Page List

Font Size:

‘I’m at someone’s flat. But I’m OK, honestly. Don’t worry. My phone’s broken, so I’ll ring you again soon, OK? I need to work out …’ I don’t know what I need to work out. How do I get home? Tom’s given me some privacy and I assume he’s gone to the bathroom, as he’s not anywhere else in this tiny flat.

‘If you tell me where you are, I’ll come and get you,’ Dad says.

‘I’m not really sure. It’s near St Paul’s. I can ask Tom what street he lives on when he gets out of the bathroom.’

‘Who’s Tom?’ my dad asks quickly, ever protective.

‘Guy I work with,’ I lie, because I don’t want my dad to think I’m in a stranger’s flat and I’ve no idea where it actually is. Which is what’s happened.

I say goodbye to my dad and promise to ring him back shortly with more detail on where Tom lives. When he gets out the bathroom I’m going to ask if I can have a shower. I feel so grimy. Also, I really want to sit down, but I’m aware that I’m filthy and Tom’s sofa is pristine white.

Chapter 3

Tom

I should ring my parents. I said I wouldn’t, but I don’t want the first thing they feel to be panic when they see messages on their phone from their friends checking if I’m OK, having seen news about the derailment. Their friends may worry, even iftheyprobably won’t. I pick up my landline and dial their number – working out the local time where they are. They’re living the kind of life I can only dream of, as part of a British expat community in the Virgin Islands.

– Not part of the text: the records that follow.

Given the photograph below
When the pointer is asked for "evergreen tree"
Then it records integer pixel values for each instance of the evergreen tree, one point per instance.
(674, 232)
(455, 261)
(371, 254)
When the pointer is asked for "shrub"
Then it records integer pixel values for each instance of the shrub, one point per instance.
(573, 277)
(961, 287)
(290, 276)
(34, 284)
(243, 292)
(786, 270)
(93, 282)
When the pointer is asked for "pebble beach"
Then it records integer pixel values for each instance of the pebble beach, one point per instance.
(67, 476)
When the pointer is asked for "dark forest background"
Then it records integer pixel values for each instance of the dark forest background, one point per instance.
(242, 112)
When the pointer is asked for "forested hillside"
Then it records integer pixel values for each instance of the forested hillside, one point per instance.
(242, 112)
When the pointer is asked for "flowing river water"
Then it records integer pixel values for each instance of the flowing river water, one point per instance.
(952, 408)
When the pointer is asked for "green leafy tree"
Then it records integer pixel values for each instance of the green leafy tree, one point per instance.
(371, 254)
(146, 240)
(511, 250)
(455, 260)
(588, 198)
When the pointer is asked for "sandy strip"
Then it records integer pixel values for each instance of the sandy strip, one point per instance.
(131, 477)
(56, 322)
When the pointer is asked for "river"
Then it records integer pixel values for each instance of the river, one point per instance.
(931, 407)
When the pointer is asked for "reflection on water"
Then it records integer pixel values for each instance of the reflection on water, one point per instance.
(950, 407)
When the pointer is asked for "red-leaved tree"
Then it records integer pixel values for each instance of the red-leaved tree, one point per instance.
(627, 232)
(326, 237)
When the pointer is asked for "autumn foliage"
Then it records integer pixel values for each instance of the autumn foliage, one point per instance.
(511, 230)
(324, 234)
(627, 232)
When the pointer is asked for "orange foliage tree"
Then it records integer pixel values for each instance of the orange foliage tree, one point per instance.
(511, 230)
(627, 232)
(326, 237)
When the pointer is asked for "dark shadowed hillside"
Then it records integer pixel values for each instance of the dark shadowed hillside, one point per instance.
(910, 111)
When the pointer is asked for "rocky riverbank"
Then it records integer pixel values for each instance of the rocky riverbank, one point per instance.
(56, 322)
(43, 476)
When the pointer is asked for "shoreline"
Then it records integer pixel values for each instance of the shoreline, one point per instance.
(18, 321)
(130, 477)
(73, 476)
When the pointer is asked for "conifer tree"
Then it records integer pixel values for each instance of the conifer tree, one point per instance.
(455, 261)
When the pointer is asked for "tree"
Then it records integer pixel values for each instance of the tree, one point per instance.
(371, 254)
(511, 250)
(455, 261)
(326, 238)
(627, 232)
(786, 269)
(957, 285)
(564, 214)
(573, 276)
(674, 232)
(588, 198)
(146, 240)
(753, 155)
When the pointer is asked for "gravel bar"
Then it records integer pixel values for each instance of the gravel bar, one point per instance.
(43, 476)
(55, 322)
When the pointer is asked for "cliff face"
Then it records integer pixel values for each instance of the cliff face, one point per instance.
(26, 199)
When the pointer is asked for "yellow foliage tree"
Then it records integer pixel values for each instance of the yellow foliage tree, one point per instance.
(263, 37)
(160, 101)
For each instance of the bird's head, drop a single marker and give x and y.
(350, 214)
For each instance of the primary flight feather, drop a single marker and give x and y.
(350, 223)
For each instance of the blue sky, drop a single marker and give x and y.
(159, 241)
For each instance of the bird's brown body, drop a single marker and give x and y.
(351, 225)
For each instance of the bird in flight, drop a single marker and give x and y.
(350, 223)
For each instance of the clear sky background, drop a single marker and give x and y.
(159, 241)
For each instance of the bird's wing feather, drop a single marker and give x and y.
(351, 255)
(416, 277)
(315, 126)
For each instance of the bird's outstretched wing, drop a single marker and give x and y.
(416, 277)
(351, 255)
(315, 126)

The shower’s still running in my bathroom. The girl, Abbie, has been in there ages. I’ll go and knock in a minute and check she’s not slumped, passed out, drowning.

My parents don’t pick up immediately, so I ring again. ‘Hey,’ I say when my mum eventually answers. ‘I just want you to know I’m OK.’

‘Why wouldn’t you be?’ she asks.

‘When you switch on the news, you’ll probably see. But I’m fine. I’m at home. I’m OK.’

‘What’s happened?’ she asks.

‘The train I was on got derailed.’ Simple facts, no over-embellishment.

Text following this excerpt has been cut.